In “L’Islam face a la mort de Dieu”, the french philosopher Abdennour Bidar returns to the writings of Iqbal. They would provide keys for transcending the limitations of religion, what he refers to as “an exit from religion” (the expression comes from Gauchet) but without a disenchantment. One may wonder if it is not the reverse that we are witnessing the contemporary Islamic world: a disenchantment but without an exit from religion.
Bidar sees in Iqbal’s conception of God as “Absolute Ego” a revolutionary concept with might both free us from the limitations of traditional religiosity and from the pathological sides of modernity which have translated into the secular religions, capitalism and the dream of an unlimited control over nature through techno-science. The question remains open though, whether it is by deepening the modern metaphysics of subjectivity that new sacred horizons will open up. Of if on the contrary, it is by breaking the spell of subjectivism that man can be reconciled with the Sacred.
Significantly enough, Bidar professes a spiritual humanism “after the death of God”, the God of religion.
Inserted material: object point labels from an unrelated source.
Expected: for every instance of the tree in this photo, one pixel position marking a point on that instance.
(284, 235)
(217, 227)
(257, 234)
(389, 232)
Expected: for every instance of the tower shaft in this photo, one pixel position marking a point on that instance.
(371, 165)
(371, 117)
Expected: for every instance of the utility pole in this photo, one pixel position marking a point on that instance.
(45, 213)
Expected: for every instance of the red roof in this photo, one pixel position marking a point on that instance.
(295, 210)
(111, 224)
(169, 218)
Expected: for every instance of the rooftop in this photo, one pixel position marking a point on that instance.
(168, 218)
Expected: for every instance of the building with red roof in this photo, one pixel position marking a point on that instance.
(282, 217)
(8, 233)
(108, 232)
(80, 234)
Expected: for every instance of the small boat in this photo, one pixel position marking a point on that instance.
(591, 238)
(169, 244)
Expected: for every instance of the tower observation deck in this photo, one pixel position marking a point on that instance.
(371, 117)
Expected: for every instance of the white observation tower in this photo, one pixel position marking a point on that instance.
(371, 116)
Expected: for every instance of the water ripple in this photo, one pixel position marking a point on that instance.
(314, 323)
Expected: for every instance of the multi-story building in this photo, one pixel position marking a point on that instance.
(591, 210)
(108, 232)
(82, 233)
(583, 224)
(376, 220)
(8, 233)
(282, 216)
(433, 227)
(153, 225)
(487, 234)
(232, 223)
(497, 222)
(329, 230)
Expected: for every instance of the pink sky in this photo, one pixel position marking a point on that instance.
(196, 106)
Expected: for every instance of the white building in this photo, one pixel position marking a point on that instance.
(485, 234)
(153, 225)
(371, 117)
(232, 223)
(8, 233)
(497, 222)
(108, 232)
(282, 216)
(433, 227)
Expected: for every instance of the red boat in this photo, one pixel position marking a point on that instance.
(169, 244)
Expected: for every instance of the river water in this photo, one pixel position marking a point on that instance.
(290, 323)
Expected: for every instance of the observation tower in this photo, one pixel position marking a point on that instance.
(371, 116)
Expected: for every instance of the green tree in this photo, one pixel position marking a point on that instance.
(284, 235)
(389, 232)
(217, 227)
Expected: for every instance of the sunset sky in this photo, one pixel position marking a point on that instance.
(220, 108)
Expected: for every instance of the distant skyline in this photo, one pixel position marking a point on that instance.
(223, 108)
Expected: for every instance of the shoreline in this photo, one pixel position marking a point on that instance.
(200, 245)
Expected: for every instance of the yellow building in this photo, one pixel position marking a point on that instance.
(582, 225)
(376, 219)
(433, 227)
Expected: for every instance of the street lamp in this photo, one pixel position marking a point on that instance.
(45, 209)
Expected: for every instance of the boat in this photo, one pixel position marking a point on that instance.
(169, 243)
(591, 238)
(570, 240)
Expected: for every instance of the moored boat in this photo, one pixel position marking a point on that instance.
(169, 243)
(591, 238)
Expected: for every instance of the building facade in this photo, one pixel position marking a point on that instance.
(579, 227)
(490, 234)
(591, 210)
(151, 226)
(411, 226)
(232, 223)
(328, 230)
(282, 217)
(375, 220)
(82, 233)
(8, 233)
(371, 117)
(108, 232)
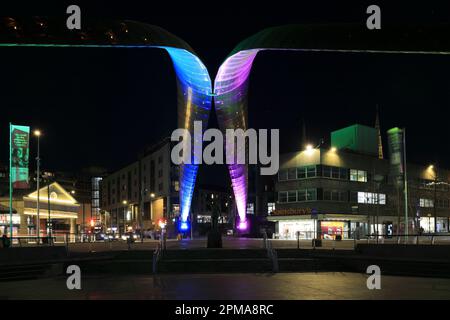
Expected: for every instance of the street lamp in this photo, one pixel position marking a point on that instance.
(124, 202)
(37, 134)
(435, 178)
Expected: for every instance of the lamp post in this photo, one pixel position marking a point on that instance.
(124, 202)
(37, 134)
(435, 178)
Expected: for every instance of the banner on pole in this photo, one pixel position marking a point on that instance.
(20, 138)
(395, 141)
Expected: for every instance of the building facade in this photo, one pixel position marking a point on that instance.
(150, 183)
(349, 192)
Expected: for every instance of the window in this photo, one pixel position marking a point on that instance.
(292, 196)
(282, 196)
(311, 171)
(250, 208)
(333, 195)
(311, 194)
(270, 207)
(334, 172)
(358, 175)
(307, 195)
(282, 175)
(371, 198)
(292, 174)
(426, 203)
(326, 171)
(343, 173)
(301, 173)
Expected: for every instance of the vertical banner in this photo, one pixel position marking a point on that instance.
(20, 137)
(395, 141)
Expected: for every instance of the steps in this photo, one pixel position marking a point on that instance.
(214, 261)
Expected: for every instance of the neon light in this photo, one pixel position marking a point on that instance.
(242, 225)
(184, 226)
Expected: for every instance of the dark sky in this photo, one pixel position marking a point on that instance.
(100, 106)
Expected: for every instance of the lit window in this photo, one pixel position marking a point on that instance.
(426, 203)
(270, 207)
(358, 175)
(282, 196)
(282, 175)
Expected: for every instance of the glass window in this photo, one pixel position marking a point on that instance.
(282, 196)
(270, 207)
(326, 171)
(334, 196)
(301, 195)
(426, 203)
(282, 175)
(358, 175)
(311, 171)
(343, 173)
(353, 175)
(311, 194)
(292, 174)
(292, 196)
(362, 176)
(335, 173)
(301, 173)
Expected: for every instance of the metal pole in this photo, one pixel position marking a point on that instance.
(434, 201)
(406, 185)
(38, 178)
(10, 184)
(49, 234)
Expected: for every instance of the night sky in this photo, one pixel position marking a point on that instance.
(101, 106)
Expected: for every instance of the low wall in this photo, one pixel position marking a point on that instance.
(419, 252)
(17, 255)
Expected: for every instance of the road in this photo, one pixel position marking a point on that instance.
(286, 286)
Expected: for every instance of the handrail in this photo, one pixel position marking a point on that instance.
(271, 252)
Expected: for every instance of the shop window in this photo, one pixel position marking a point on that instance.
(371, 198)
(426, 203)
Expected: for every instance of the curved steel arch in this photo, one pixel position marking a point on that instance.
(193, 81)
(231, 82)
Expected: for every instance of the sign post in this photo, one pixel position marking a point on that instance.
(19, 137)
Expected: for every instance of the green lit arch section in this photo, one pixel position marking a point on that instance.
(231, 82)
(193, 82)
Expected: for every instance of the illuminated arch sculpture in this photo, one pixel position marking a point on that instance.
(193, 81)
(231, 82)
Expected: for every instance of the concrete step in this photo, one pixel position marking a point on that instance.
(24, 272)
(215, 265)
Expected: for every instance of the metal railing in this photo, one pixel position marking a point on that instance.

But his position oscillates between an experience of the Self, akin to Vedanta or Akbarian Sufism, and a more problematic exaltation of man, which reflects the influence of Nietzsche or even Feuerbach. Bidar reverses the idea of fana, of an “extinction of man in God”, into an “extinction of God in man”. After the time of the gods, comes the time of the Perfect Man who has become the successor of the gods. But does not this amount to suggesting that God is only a projection of man, of his virtual (or imagined) perfection? Bidar seems to fall short of criticizing the very foundation of humanism.
Bidar ends up with a Promethean millenarianism. He quotes Iqbal but also Aurobindo or Teillard de Chardin. As with Hegel, it seems also that to the extant that he makes God a step in a process of man’s becoming conscious of himself, he cannot help relativizing God or even eliminating Him. His Muslim existentialism tends toward a secularization of the core assumptions of Islam.
We can perceive a (creative) tension in his writings. We can hope that he will clarify his position in his future works.